Rep. Andy Biggs, R-Ariz., said the ails of the economy were caused by Biden’s policies, noting the $1.2 trillion bipartisan infrastructure bill and the $1.9  trillion American Rescue Plan that contributed to inflation. 

“Joe Biden has made clear that the buck stops literally anywhere else,” Biggs said, adding, “They’ve called inflation transitory. They blame [Russian President] Vladimir Putin. They blame corporate greed. But with Democrats in charge of the House and in the White House, the proposed remedies have only made the matters worse.”

Biggs noted research that said about $4 billion from Biden’s American Rescue Plan ended up going to fraud such as scams operating out of Russia, China, Nigeria, and Ghana, while some unemployment checks went to people who were employed. 

Biggs asked Kathleen Sgamma, president of Western Energy Alliance, a petroleum advocacy group, about the Biden administration’s claims the oil companies have thousands of leases and permits and are choosing not to drill. 

“There are about 12,000 leases that are not producing right now out of something like 23,000 leases and I would note that we’re in court defending 5,900 of those leases, and it’s really hard to produce on a lease if it’s tied up in litigation,” Sgamma told the panel, speaking in person. 

She later added: 

There are about 8,800 permits that have been approved but not used.
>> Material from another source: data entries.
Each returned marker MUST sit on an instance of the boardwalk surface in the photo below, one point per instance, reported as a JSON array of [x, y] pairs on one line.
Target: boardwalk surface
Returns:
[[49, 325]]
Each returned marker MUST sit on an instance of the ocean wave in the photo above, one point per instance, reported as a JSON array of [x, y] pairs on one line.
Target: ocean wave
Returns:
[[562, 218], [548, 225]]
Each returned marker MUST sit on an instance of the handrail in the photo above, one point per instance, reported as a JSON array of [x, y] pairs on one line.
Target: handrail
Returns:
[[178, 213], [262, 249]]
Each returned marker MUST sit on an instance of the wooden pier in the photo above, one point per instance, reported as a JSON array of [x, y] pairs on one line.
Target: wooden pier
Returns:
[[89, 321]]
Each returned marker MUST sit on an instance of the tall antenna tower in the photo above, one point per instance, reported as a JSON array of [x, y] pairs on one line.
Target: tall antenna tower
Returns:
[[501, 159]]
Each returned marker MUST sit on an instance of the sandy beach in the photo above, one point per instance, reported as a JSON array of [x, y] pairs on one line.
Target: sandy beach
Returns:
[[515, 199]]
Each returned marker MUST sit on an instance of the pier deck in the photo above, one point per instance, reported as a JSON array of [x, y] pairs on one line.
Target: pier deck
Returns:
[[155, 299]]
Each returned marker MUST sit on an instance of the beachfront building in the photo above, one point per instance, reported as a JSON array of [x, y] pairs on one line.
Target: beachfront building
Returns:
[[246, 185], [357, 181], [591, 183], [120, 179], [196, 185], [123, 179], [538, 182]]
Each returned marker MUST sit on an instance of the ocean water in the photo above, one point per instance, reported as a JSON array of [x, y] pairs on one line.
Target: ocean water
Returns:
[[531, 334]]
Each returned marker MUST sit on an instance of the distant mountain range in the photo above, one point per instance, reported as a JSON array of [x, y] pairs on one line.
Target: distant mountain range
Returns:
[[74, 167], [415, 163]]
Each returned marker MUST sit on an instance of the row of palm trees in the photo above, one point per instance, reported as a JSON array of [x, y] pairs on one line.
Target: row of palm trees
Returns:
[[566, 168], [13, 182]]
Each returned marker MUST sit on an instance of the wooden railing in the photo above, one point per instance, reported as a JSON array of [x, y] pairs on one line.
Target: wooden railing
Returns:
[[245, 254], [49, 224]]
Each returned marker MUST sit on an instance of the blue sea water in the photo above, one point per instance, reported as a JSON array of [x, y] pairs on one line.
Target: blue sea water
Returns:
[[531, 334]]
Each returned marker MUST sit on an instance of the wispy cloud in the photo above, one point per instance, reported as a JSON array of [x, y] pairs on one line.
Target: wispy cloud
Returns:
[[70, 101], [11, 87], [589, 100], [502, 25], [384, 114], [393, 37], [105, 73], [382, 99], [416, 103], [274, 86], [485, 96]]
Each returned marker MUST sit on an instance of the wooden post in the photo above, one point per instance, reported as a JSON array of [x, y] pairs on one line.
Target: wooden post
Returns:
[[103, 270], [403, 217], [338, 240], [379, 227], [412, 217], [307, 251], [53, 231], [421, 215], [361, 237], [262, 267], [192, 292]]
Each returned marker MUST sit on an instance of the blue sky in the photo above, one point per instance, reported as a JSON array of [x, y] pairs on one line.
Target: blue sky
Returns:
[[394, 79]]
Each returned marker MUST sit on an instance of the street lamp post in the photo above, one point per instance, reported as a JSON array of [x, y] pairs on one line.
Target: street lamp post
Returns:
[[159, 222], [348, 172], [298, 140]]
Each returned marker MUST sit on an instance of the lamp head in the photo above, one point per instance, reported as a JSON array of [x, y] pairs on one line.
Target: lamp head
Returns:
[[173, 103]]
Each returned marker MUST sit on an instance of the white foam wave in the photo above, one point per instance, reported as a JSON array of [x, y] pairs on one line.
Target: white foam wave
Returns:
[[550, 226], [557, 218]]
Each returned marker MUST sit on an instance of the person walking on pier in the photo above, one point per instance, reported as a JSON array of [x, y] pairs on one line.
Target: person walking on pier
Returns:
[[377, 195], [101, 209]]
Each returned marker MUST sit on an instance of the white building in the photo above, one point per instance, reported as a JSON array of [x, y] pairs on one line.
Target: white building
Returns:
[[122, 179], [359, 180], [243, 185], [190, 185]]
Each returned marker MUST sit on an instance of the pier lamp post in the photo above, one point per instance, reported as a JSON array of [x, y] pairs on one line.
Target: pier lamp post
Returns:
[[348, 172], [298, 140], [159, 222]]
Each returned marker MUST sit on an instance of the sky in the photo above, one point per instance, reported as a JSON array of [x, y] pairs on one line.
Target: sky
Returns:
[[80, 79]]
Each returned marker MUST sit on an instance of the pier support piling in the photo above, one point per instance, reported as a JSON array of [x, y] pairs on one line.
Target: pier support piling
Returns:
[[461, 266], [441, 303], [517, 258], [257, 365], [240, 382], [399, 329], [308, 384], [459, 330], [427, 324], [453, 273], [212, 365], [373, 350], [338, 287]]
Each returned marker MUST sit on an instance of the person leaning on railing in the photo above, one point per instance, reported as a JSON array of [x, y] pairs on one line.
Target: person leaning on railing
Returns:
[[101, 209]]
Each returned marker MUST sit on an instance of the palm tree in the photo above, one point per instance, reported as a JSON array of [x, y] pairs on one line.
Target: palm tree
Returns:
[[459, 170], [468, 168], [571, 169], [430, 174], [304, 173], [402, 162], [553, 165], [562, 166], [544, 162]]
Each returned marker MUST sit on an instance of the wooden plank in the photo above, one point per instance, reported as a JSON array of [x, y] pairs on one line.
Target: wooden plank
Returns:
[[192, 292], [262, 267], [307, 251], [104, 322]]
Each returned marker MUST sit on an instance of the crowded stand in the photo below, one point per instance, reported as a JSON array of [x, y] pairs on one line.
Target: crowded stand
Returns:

There are also 4,500 permits that we have requested but that are being held up. And environmentalists just sued last week on 3,500 approved permits. 

So these were permits that the Biden administration actually approved and they’ve sued on that because they don’t want to see any production. So those are going to be tangled up and it’s going to be hard to develop all those permits. 

Rep. Lauren Boebert, R-Colo., asked during the hearing about the Biden administration’s insistence that energy prices are not the president’s fault but a global problem. 

Alex Epstein, president of the Center for Industrial Progress, first said the contention seems plausible on the surface. 

“Imagine if Joe Biden had come into office in 2021 and said, ‘Hey, there’s this dangerous anti-fossil fuel movement. As soon as we recover from this pandemic lockdown, there’s going to be way more demand and supply. We need to reject the Paris Agreement. We need to stay out of it and we need to tell others to get out of it,’” Epstein said. 

“If you had opposed the global anti-fossil fuel movement and encouraged energy freedom around the world, you would have had a proliferation of oil production, natural gas production, coal production, and you wouldn’t have these problems at all,” he added.

To address inflation, Congress should cut the capital gains tax rate, enact an immediate 10% to 15% across-the-board reduction in government spending, audit government programs for fraud, and make the Trump tax cuts permanent, argued Stephen Moore, a former Trump economic adviser and now a distinguished fellow in economics at The Heritage Foundation. 

“We increased median income value—that’s the exact middle, not rich people—median income by $6,000 in real terms in four years,” Moore said. “If we persist with this inflation rate that we have right now, which is now running 8.6% in Biden’s first two years in office, he will erase all of the income gains that we saw in [President Donald] Trump’s first four years.”

Rep. Ralph Norman, R-S.C., said Republicans should be willing to shut down the government to stop additional inflationary spending. Norman and other members of the House Freedom Caucus wrote a letter to Senate Minority Leader Mitch McConnell, R-Ky., and House Minority Leader Kevin McCarthy, R-Calif.

“We’ve actually signed a letter to McConnell and McCarthy that said we will not vote to fund any for any government funding that does not, at a minimum, secure the border, end the vaccine mandates, and unleash American energy again, even at a minimum, before we even evaluate the merits of any spending,” Norman said.